Завещание его отца, по сути, единственное, что осталось ему в наследство, лежит на улице Шампань-Премьер у Кристин. Он доверил ей хранить рукопись в 1974 году, когда покинул Францию. Теперь, уходя из ее квартиры, он, конечно, не вспомнил о нем. И вот «Heimkehr», повесть о возвращении к вечно горящему очагу смерти, потеряна навсегда. Но кто знает, может, сейчас эта потеря уже ничего не значит. Да и так ли важно знать, откуда ты пришел, если известно, куда идешь.
Отныне он знал, куда идти. После того как они убили Луиса Сапату, он более не станет бегать от них, постоянно прятаться, тревожно озираться, словно затравленный зверь. И укрываться в Швеции, как ему накануне предложил Жюльен Сергэ, ожидая, пока в верхах не найдут способа все по-тихому уладить, ему тоже незачем. Сейчас время не благоприятствует таким, как он, особенно когда речь заходит о высших сферах.
Он сам уладит свои проблемы. Он настигнет тех в их логове. Только он один способен это сделать. Если потребуется, он перевернет верх дном весь город, только и всего.
Даниель открыл глаза и посмотрел на охваченное страстным азартом лицо Агаты.
Она круто взялась за дело. Сейчас она покажет что к чему. Все пойдет в дело. Умелый рот хорошенько раскочегарит его член, прежде чем она всадит его в себя на всю катушку, ноги обовьются вокруг его бедер, и она пустится под ним в галоп, нашептывая на ухо отборные непристойности, прерываемые там, где это нужно, резкими вскриками.
Красивая работа, рассчитанная на то, чтобы вызвать быструю вспышку наслаждения.
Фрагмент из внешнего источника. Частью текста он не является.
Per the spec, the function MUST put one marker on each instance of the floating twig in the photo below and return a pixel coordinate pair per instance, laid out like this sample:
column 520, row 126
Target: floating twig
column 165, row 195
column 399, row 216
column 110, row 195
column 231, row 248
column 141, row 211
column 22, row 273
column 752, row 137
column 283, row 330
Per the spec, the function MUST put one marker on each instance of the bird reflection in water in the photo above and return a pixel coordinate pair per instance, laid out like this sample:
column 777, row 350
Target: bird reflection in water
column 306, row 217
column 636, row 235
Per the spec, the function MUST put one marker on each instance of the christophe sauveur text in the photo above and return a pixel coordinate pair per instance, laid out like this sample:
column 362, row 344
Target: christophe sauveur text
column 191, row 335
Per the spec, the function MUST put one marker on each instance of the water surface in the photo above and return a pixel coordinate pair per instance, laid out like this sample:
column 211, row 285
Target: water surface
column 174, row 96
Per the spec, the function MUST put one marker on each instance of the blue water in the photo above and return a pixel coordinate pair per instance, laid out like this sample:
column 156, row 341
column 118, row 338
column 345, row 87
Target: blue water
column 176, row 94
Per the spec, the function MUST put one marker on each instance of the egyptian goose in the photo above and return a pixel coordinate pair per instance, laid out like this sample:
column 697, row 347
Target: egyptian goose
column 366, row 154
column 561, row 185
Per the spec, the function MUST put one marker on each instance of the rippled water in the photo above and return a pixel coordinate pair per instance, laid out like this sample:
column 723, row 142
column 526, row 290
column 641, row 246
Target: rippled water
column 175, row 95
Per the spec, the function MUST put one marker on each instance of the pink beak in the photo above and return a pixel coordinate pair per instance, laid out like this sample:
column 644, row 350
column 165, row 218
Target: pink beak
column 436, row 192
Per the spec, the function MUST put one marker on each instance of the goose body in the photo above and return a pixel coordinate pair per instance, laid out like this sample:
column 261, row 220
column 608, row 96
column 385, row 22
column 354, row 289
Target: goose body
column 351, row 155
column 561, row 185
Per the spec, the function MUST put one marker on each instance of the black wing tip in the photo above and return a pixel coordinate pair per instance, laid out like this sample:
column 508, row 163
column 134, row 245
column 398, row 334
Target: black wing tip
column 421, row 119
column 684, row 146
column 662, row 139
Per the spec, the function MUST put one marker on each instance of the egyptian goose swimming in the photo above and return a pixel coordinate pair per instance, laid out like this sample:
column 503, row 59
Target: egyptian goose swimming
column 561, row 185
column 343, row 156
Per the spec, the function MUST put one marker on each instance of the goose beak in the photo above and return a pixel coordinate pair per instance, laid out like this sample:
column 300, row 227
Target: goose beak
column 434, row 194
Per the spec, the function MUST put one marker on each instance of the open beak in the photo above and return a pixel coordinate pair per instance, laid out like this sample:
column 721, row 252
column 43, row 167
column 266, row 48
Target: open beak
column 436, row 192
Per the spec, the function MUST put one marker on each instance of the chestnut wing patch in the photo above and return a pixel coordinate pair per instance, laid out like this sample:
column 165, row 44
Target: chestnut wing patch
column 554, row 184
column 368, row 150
А затем — следующий! Чувствуется профессионалка.
Но Даниель был слишком искушен, чтобы кому-нибудь удалось выпотрошить его за три минуты. И давно вышел из щенячьего возраста, чтобы поддаться всем этим вывертам. Ему надо было подумать, а кроме всего прочего, навести наконец порядок у себя в мозгах.
Ему вспомнилась фразочка, которую в прошлые времена твердил по всякому поводу Жюльен Сергэ, пока их не начинало от нее тошнить. Надо же, вчера, когда он в час ночи столкнулся с ним в редакции «Нью морнинг», Жюльен не вспомнил о ней. А истина сия гласила: «В любой ситуации есть позитивный элемент; достаточно только отыскать его и разработать». Или нечто подобное. С радостной иронией он подумал, что на сей момент единственным позитивным элементом была Агата. Такая, какая есть. Он его и разрабатывает. Во всяком случае, мыслительный акт продлевает удовольствие, а последнее помогает лучше сосредоточиться.
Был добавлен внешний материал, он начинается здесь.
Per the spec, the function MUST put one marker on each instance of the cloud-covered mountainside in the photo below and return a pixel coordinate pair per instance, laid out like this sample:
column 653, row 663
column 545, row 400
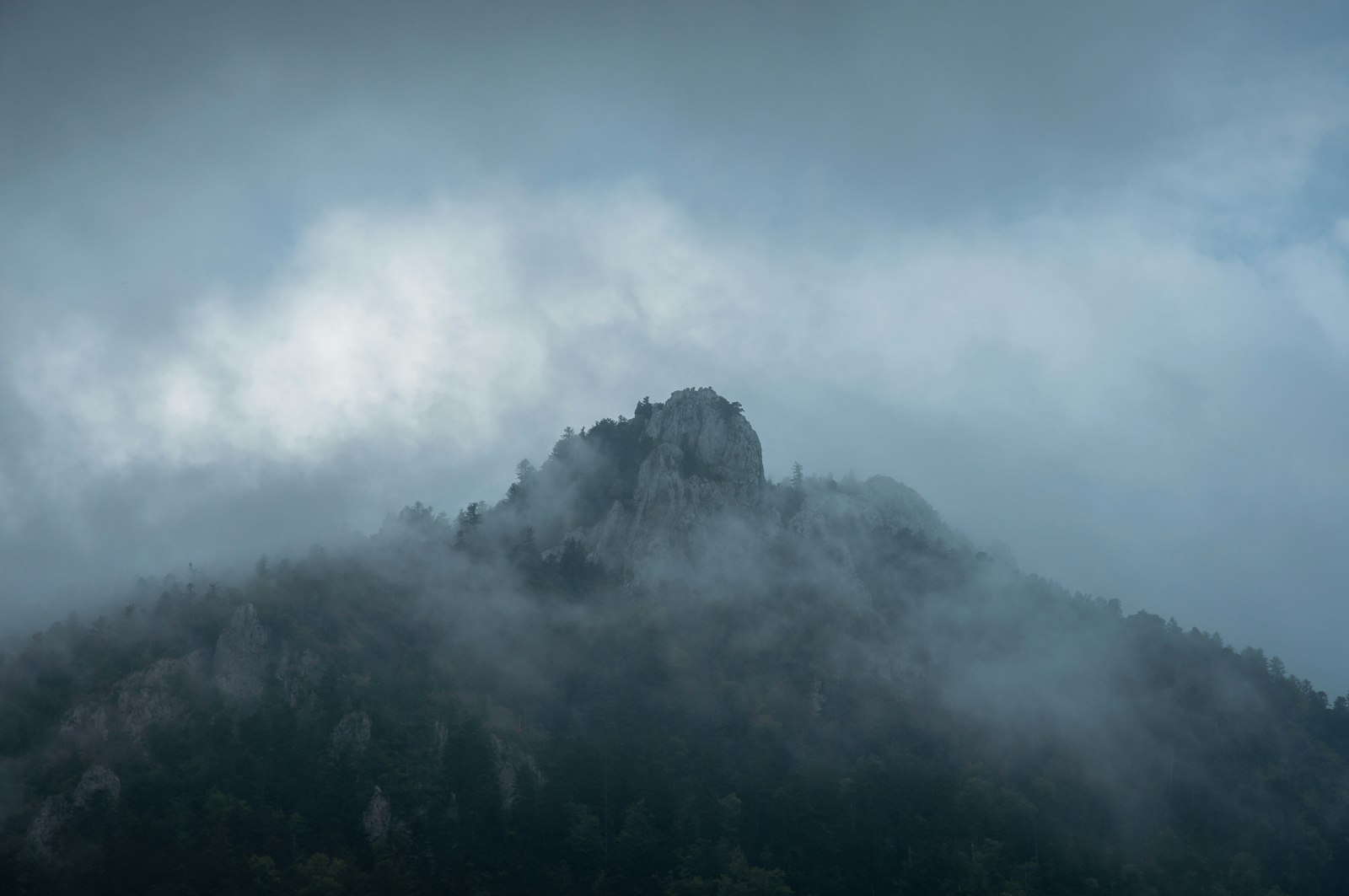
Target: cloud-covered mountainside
column 651, row 669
В общем, неплохой практический пример диалектики.
В этом расположении духа он спокойно нежился в холодном пламени покупной страсти, вверясь надежным и осторожно ласковым рукам и губам Агаты. Затем он понемногу взял инициативу на себя, мало-помалу подчиняя партнершу, вселяя в нее терпкое и длительное нетерпение в ожидании услад, которые медлят прийти, с рассчитанной жесткостью покоряя ее тело и, несмотря на первоначальное сопротивление, — ее чувства; она слегка опешила, но вскоре ее грубовато-показная покорность сменилась сперва несколько удивленным, а затем восхищенно-кипучим сообщничеством.
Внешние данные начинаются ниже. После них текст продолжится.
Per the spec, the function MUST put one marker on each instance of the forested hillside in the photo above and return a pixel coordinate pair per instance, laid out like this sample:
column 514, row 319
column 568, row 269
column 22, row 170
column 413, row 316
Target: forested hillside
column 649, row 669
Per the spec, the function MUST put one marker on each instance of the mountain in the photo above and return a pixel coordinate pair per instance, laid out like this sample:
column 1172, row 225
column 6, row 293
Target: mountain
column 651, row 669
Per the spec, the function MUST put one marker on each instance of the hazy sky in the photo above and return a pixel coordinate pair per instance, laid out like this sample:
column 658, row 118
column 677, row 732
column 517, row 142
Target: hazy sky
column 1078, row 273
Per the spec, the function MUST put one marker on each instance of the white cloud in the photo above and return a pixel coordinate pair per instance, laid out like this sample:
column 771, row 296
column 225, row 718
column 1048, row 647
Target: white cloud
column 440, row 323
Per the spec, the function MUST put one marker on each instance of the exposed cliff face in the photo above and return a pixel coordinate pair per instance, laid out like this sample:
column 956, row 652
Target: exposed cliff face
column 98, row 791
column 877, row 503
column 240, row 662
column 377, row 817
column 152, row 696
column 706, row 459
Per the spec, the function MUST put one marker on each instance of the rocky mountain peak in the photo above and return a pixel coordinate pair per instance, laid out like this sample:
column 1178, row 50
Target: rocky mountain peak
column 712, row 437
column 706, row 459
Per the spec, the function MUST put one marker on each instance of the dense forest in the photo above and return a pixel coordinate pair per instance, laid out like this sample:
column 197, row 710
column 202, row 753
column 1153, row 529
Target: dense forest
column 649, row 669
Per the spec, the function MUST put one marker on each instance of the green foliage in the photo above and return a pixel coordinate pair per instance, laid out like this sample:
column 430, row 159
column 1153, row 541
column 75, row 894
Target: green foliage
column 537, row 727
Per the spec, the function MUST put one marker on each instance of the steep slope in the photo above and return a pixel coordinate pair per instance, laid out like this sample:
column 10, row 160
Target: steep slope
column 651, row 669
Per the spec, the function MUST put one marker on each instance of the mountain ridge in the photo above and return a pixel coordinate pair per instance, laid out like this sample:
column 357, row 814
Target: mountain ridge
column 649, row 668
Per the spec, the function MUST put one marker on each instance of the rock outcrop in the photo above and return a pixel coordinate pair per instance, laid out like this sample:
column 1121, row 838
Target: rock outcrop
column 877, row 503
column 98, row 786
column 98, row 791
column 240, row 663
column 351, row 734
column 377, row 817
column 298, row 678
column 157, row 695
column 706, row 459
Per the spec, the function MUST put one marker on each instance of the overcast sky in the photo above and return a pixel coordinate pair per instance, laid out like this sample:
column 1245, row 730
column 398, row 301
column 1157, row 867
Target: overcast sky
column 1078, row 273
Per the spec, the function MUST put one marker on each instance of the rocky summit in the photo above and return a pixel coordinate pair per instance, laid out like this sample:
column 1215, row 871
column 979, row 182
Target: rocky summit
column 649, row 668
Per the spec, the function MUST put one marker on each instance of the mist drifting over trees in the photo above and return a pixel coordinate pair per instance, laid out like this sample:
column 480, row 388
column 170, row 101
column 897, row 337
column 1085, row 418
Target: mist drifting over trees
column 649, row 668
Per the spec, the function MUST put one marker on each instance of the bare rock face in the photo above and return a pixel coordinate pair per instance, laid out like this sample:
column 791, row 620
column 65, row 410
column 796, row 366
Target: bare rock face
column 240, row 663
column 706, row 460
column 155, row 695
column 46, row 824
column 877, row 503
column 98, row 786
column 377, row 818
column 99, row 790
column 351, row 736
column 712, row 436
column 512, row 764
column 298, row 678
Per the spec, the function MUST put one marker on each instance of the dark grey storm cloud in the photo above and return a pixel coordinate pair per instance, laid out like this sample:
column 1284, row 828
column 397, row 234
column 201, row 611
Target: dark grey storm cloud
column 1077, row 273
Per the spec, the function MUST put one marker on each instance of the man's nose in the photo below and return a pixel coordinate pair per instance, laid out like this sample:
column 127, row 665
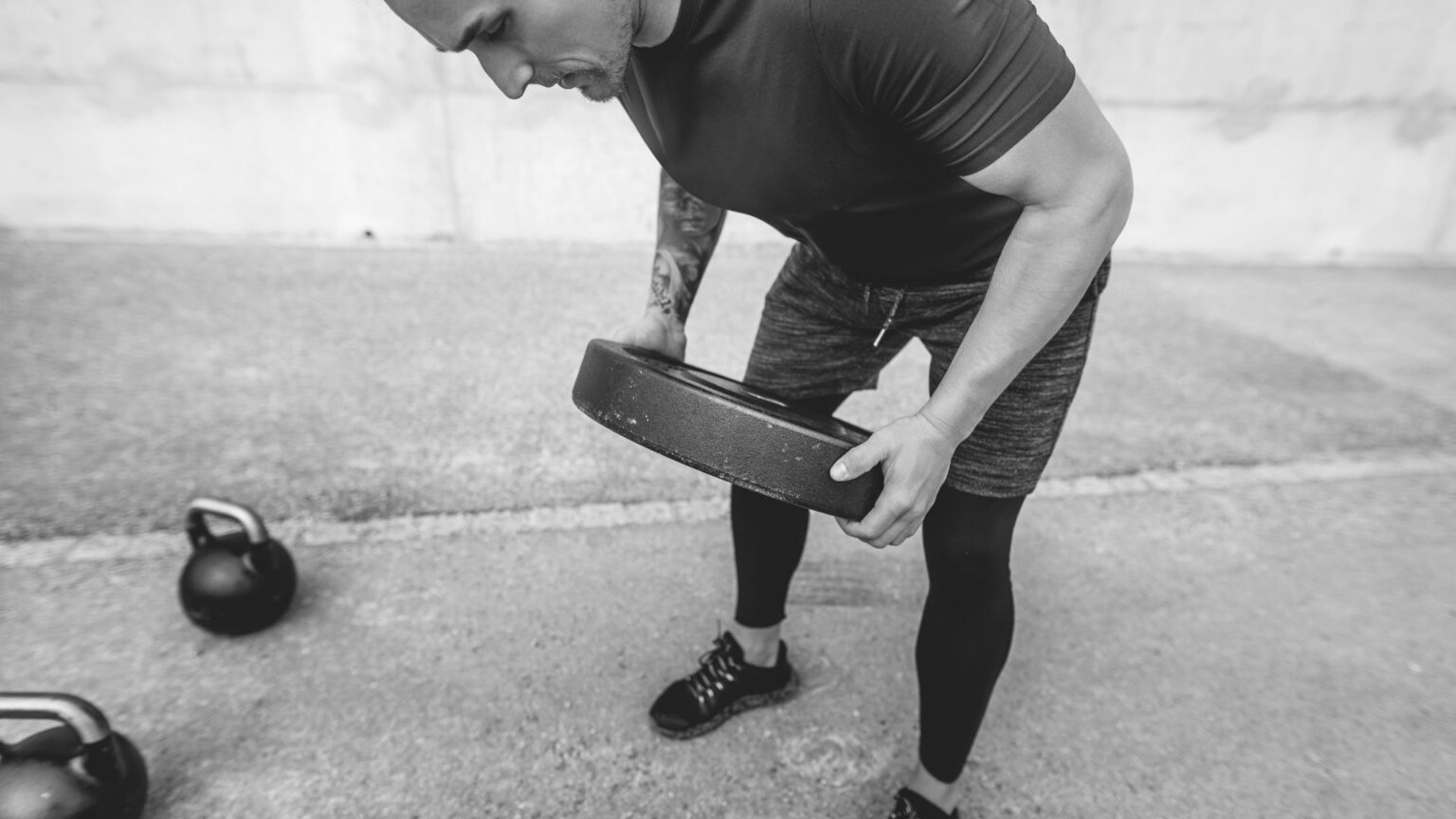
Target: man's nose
column 507, row 69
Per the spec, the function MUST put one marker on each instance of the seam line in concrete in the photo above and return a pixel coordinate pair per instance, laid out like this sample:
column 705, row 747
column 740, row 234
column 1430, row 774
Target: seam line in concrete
column 97, row 548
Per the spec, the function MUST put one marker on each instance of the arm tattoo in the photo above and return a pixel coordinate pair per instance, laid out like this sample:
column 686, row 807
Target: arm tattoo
column 687, row 230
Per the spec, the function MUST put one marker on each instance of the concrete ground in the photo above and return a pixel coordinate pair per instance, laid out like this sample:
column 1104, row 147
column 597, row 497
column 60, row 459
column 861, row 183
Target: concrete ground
column 1236, row 588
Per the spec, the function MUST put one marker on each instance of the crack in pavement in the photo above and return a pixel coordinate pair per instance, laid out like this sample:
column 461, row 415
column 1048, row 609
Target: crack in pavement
column 318, row 532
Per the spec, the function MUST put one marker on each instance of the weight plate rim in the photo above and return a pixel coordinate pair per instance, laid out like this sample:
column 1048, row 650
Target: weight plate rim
column 608, row 363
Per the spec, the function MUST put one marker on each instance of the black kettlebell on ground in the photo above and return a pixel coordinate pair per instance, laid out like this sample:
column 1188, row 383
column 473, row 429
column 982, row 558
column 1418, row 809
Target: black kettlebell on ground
column 78, row 770
column 238, row 582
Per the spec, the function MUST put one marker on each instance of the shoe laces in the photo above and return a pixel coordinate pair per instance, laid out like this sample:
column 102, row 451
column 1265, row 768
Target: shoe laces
column 903, row 810
column 717, row 669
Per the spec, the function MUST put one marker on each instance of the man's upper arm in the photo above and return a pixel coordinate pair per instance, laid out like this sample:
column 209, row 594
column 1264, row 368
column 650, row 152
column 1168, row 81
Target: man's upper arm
column 1070, row 157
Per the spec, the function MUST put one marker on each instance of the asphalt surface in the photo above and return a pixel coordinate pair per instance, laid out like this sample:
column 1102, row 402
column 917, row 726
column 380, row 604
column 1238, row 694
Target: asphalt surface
column 1236, row 589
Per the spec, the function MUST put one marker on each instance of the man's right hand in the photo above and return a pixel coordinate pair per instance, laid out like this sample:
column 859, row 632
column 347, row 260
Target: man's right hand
column 655, row 331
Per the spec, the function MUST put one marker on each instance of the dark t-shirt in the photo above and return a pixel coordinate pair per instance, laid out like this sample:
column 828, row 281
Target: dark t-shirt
column 847, row 124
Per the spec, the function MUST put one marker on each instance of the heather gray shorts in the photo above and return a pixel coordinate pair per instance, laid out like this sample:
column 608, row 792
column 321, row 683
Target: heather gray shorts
column 817, row 338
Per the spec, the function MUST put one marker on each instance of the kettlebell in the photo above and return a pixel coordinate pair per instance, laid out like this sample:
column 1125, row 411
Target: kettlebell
column 239, row 582
column 78, row 770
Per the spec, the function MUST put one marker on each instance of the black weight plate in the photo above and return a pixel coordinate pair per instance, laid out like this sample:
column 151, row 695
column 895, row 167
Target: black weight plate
column 724, row 428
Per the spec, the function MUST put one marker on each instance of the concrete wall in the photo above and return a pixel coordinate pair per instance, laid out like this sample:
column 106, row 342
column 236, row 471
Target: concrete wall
column 1263, row 130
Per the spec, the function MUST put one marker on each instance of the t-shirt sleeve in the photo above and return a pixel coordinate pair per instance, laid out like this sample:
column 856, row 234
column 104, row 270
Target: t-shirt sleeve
column 963, row 79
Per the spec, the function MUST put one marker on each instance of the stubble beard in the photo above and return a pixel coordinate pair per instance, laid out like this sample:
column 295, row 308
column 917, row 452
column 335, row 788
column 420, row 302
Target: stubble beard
column 610, row 81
Он разглядывал раскрасневшееся от нежданного удовольствия лицо Агаты, распятой и четвертованной страстью, влажной от их общего пота и семени, бормочущей что-то бессвязное.
— Сейчас умру, не оставляй меня, я вся твоя, поцелуй меня, возьми меня, бей меня, я стану твоей женщиной, твоей шлюхой…
Они бормочут какую-то чушь, всегда одну и ту же, с остервенением подумал он. Какие-то истерички. Все-таки это неслыханно: чем меньше их любишь, тем легче доставлять им удовольствие. Чем ты холоднее и бесчувственнее, тем лучше и дольше их трахаешь. А под конец они каждый раз говорят какие-нибудь глупости, и в эту минуту бедняжки крепко-накрепко верят в то, что твердят! А ведь Агата — уличная девка, уж она-то должна знать, что все это прах.